Meter Maid Monitor fixes the most San Francisco problem ever

Possibly my favorite hack to come out of the TechCrunch Disrupt hackathon is solving a so very San Francisco problem. Meter Maid Monitor uses high tech cloud magic to automate the game of dodging meter maids when you’re parked in the 2-hour resident bays around the city.

“I live in the Castro,” says John Naulty, the brains behind the hack. “I work from home a lot, but the roads outside my house are all 2-hour bays. The thing is, you only get caught if the meter maids spot that you’ve been parked in one place for longer than two hours. In effect, the clock doesn’t start ticking from when you park your car, but from the first time they come by and spot your car.”

Like a good übergeek, Naulty decided to code up a solution to his problem at the Hackathon.

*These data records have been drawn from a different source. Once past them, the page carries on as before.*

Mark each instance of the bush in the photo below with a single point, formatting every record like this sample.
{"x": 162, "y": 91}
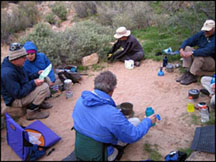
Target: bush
{"x": 60, "y": 10}
{"x": 134, "y": 15}
{"x": 21, "y": 16}
{"x": 50, "y": 18}
{"x": 85, "y": 9}
{"x": 69, "y": 46}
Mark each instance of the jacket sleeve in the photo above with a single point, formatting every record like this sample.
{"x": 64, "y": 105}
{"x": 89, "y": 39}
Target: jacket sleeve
{"x": 123, "y": 130}
{"x": 206, "y": 51}
{"x": 192, "y": 41}
{"x": 12, "y": 85}
{"x": 115, "y": 47}
{"x": 51, "y": 75}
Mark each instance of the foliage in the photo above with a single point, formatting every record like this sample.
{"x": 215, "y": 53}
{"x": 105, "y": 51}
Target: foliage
{"x": 50, "y": 18}
{"x": 85, "y": 9}
{"x": 69, "y": 46}
{"x": 60, "y": 10}
{"x": 19, "y": 18}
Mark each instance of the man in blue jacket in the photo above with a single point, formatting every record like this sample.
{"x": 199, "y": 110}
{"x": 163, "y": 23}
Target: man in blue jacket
{"x": 202, "y": 59}
{"x": 20, "y": 89}
{"x": 98, "y": 121}
{"x": 37, "y": 61}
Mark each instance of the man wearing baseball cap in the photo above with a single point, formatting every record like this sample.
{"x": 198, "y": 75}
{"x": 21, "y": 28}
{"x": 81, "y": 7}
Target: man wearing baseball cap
{"x": 19, "y": 89}
{"x": 202, "y": 59}
{"x": 132, "y": 50}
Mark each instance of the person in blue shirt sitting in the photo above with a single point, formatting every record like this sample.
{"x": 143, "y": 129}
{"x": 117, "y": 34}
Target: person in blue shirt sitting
{"x": 98, "y": 123}
{"x": 198, "y": 61}
{"x": 37, "y": 61}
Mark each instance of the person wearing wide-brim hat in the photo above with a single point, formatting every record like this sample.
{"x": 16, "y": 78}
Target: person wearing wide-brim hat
{"x": 132, "y": 50}
{"x": 199, "y": 61}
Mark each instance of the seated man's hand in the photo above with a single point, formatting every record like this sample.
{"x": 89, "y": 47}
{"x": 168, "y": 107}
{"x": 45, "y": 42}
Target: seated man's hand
{"x": 153, "y": 118}
{"x": 38, "y": 82}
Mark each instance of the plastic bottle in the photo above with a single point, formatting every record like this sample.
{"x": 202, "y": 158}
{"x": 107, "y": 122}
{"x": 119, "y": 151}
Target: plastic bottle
{"x": 161, "y": 73}
{"x": 165, "y": 61}
{"x": 67, "y": 87}
{"x": 213, "y": 79}
{"x": 204, "y": 113}
{"x": 149, "y": 111}
{"x": 190, "y": 104}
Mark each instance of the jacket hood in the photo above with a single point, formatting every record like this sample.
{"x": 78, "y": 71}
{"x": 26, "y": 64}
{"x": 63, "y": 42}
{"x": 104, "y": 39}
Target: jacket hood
{"x": 96, "y": 98}
{"x": 29, "y": 45}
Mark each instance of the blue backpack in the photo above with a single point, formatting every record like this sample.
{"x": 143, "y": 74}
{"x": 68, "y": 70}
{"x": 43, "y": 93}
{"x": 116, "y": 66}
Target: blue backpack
{"x": 19, "y": 140}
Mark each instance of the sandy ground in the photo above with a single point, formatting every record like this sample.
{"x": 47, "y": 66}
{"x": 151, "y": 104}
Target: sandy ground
{"x": 140, "y": 86}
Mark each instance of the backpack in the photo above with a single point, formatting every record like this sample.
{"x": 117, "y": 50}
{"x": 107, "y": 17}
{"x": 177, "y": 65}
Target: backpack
{"x": 176, "y": 156}
{"x": 69, "y": 72}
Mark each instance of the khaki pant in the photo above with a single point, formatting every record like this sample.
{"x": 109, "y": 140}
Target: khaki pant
{"x": 57, "y": 82}
{"x": 36, "y": 97}
{"x": 198, "y": 65}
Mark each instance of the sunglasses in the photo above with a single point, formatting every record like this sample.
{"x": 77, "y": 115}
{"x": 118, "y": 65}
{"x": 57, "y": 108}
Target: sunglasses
{"x": 15, "y": 46}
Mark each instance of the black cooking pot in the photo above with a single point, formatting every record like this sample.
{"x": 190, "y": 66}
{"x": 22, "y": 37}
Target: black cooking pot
{"x": 194, "y": 93}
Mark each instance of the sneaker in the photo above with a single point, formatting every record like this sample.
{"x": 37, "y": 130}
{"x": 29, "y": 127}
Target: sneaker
{"x": 32, "y": 114}
{"x": 189, "y": 79}
{"x": 137, "y": 63}
{"x": 45, "y": 105}
{"x": 182, "y": 77}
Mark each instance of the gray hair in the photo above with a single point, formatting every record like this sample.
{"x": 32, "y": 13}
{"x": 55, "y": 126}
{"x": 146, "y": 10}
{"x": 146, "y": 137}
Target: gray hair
{"x": 106, "y": 81}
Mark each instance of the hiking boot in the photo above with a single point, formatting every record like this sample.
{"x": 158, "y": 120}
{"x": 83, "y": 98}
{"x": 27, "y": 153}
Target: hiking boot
{"x": 31, "y": 114}
{"x": 45, "y": 105}
{"x": 205, "y": 91}
{"x": 190, "y": 78}
{"x": 182, "y": 77}
{"x": 137, "y": 63}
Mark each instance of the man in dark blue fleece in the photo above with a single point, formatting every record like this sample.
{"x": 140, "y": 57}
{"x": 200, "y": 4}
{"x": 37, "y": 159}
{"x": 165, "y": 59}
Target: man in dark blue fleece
{"x": 200, "y": 60}
{"x": 20, "y": 89}
{"x": 132, "y": 50}
{"x": 98, "y": 121}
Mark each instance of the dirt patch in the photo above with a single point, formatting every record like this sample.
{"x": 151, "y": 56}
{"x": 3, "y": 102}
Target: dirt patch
{"x": 140, "y": 86}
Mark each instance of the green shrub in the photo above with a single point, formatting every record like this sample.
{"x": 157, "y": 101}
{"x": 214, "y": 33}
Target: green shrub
{"x": 60, "y": 10}
{"x": 69, "y": 46}
{"x": 85, "y": 9}
{"x": 22, "y": 16}
{"x": 50, "y": 18}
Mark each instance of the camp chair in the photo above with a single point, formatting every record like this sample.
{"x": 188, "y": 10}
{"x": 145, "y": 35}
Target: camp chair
{"x": 18, "y": 138}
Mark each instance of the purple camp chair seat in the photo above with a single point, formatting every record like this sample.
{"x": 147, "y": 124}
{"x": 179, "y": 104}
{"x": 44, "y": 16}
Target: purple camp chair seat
{"x": 16, "y": 136}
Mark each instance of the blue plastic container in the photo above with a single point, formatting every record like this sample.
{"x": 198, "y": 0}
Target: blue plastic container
{"x": 149, "y": 111}
{"x": 161, "y": 73}
{"x": 213, "y": 79}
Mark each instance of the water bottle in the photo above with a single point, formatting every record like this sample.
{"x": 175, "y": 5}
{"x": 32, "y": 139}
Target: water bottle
{"x": 161, "y": 73}
{"x": 204, "y": 113}
{"x": 67, "y": 87}
{"x": 213, "y": 79}
{"x": 149, "y": 111}
{"x": 165, "y": 61}
{"x": 190, "y": 104}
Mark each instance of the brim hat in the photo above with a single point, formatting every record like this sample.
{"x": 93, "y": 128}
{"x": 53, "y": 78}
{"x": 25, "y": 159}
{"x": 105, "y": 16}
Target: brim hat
{"x": 121, "y": 32}
{"x": 208, "y": 25}
{"x": 17, "y": 53}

Naulty in full flow showing off

Naulty in full flow showing off how tricksy he is. Awesome.

Impressive software stack



“I used Raspberry Pi with the Pi Camera module and OpenCV as a motion detector,” Naulty explains, rattling off the long list of tech that went into creating Meter Maid Monitor. “The camera monitors traffic and takes photos. The pictures are uploaded to AWS, where an EC2 instance running the Tensorflow supervised learning platform does the image recognition. I’ve trained it to recognize meter maid cars. Finally, if there’s more than 75 percent chance of being a meter maid, it sends me a text message using Twilio, so I can move my car before I get a ticket”

Got all that? Yeah, me neither. Naulty was kind enough to translate it into English for me though. Basically, it takes a picture, uploads it, looks for meter maids. If it spots one, it sends a text message so you beat the system.

As I said. So very San Francisco. And I love it.

When he’s not trying to trick the MTA‘s parking regulations, John Naulty is a devops engineer for Nuage and a founder of Neuro Tech X.